The prosecution will get to offer a rebuttal to the defense summation.
Earlier yesterday, the prosecution wrapped up the first part of its closing arguments by playing Simpson's recorded rage and the haunting pleas of Nicole Simpson on a dramatic 911 tape.
Deputy District Attorney Christopher Darden depicted the football Hall of Famer as a spurned ex-husband driven to kill. He described Simpson as a man with a "short fuse" that burned until the climactic moment when he took up a knife and released his rage.
On the 911 tape, played for jurors in a hushed courtroom, Simpson accused Nicole Simpson of failing to think of her children on an occasion when she was with another man. In a calm voice, she tried to quiet her husband because their two small children were in the house.

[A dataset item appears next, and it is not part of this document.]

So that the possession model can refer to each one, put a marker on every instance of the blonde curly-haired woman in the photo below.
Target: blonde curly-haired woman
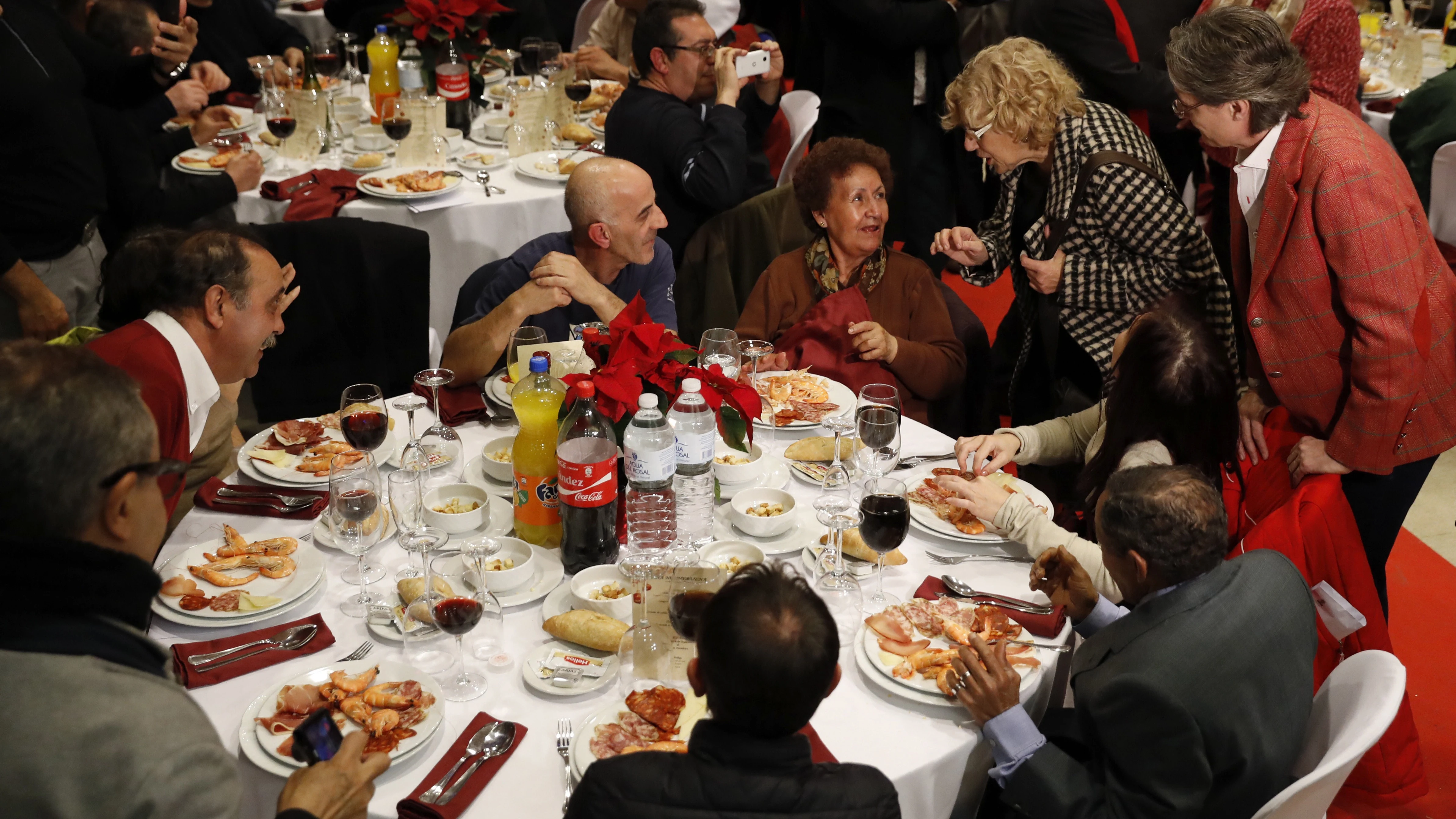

Darden said many people have asked how Simpson could have killed his ex-wife and Goldman while his children were asleep in her condominium.
"Who could do something like that?" Darden asked. "He could."
Cochran rejected as "preposterous" Darden's description of Simpson's alleged jealous rage on June 12, presenting a videotape and a still photograph of a smiling Simpson at his daughter Sydney's recital. "Where's the murderous rage? Where's the fuse now, Mr. Darden?" Information from The Washington Post was used in this report.